爱可可AI前沿推介(9.30)

LG - 机器学习 CV - 计算机视觉 CL - 计算与语言 AS - 音频与语音 RO - 机器人

转自爱可可爱生活

摘要：无文本视觉-语言Transformer、深度神经网络低秩训练探索、Reward Hacking的定义和刻画、基于语言学的抗体语言形式化、几何复杂度的正则化器、有效且高效的检索增强文本生成、基于快速标签传播的大型网络社区检测、基于指令的文本改进基准、面向紧凑有效局部特征描述子计算的基于学习的降维

1、[CV] TVLT: Textless Vision-Language Transformer

Z Tang, J Cho, Y Nie, M Bansal
[UNC Chapel Hill]
TVLT：无文本视觉-语言Transformer。本文提出无文本视觉语言转换器(TVLT)，其中同质Transformer模块采用原始的视觉和音频输入进行视觉和语言表示学习，具有最小的特定模式设计，并且不使用文本特定模块，如标记化或自动语音识别(ASR)。TVLT是通过重建连续视频帧和音频频谱图的掩码补丁(掩码自动编码)和对比建模来训练的，以对齐视频和音频。在各种多模态任务，如视觉问答、图像检索、视频检索和多模态情感分析中，TVLT达到了与基于文本的对应方法相当的性能，推理速度快了28倍，参数只有1/3。本文发现表明，有可能从低层次的视觉和音频信号中学习紧凑和高效的视觉语言表示，而不需要事先假设文本的存在。

In this work, we present the Textless Vision-Language Transformer (TVLT), where homogeneous transformer blocks take raw visual and audio inputs for vision-andlanguage representation learning with minimal modality-specific design, and do not use text-specific modules such as tokenization or automatic speech recognition (ASR). TVLT is trained by reconstructing masked patches of continuous video frames and audio spectrograms (masked autoencoding) and contrastive modeling to align video and audio. TVLT attains performance comparable to its text-based counterpart, on various multimodal tasks, such as visual question answering, image retrieval, video retrieval, and multimodal sentiment analysis, with 28x faster inference speed and only 1/3 of the parameters.

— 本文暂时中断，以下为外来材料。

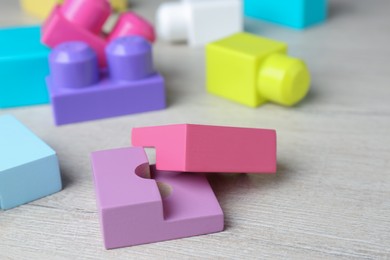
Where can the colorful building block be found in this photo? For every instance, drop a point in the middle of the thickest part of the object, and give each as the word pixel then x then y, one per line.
pixel 251 70
pixel 42 8
pixel 83 21
pixel 119 5
pixel 39 8
pixel 297 14
pixel 202 148
pixel 28 167
pixel 23 67
pixel 133 211
pixel 199 21
pixel 79 91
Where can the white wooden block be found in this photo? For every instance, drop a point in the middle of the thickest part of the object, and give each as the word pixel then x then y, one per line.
pixel 199 21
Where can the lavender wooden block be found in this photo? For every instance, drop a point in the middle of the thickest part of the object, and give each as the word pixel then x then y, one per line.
pixel 80 91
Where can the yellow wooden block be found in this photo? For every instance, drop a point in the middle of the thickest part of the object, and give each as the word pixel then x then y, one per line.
pixel 119 5
pixel 252 70
pixel 42 8
pixel 39 8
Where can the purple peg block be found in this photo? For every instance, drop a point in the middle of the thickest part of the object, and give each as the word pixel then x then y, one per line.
pixel 80 91
pixel 135 209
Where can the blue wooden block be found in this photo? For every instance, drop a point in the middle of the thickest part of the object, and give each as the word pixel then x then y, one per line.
pixel 298 14
pixel 23 67
pixel 28 167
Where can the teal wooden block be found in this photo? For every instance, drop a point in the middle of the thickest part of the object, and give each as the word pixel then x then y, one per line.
pixel 29 168
pixel 23 67
pixel 298 14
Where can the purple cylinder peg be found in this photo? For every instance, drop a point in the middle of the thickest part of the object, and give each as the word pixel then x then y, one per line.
pixel 129 58
pixel 73 65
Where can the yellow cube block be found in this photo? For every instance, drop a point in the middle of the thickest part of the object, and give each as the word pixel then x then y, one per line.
pixel 39 8
pixel 42 8
pixel 119 5
pixel 252 70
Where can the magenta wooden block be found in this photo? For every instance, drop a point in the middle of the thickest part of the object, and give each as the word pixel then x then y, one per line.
pixel 132 210
pixel 83 21
pixel 80 91
pixel 201 148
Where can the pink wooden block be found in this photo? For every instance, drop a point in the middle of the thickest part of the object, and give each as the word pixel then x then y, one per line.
pixel 201 148
pixel 82 20
pixel 133 212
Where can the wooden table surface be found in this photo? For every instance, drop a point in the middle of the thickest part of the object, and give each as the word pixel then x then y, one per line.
pixel 330 197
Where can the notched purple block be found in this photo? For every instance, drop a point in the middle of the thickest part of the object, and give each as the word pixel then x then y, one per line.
pixel 136 210
pixel 80 91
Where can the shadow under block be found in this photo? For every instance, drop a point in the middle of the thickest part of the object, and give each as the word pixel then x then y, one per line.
pixel 202 148
pixel 84 20
pixel 251 70
pixel 131 209
pixel 23 67
pixel 80 91
pixel 298 14
pixel 42 8
pixel 200 21
pixel 28 167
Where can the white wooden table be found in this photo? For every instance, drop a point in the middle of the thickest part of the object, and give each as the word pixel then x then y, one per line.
pixel 330 197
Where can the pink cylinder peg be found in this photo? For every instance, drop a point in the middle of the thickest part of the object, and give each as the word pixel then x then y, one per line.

Our findings suggest the possibility of learning compact and efficient visual-linguistic representations from low-level visual and audio signals without assuming the prior existence of text.

https://arxiv.org/abs/2209.14156

2、[LG] Exploring Low Rank Training of Deep Neural Networks

S R Kamalakara, A Locatelli, B Venkitesh, J Ba, Y Gal, A N. Gomez
[Cohere & FOR.ai & University of Toronto & University of Oxford]
深度神经网络低秩训练探索。在低秩中训练深度神经网络，即使用因子分解层，是社区特别感兴趣的：在内存消耗和训练时间方面，比非因子分解化训练更高效。之前的工作主要集中在预训练网络的低秩近似和带有额外目标的低秩空间训练上，对所选择的实践提供了各种特别的解释。本文分析了在实践中行之有效的技术，通过对GPT2等模型的广泛消融，提供了证据来证伪该领域的普遍信念，并在此过程中暗示了仍然需要回答的令人兴奋的研究机会。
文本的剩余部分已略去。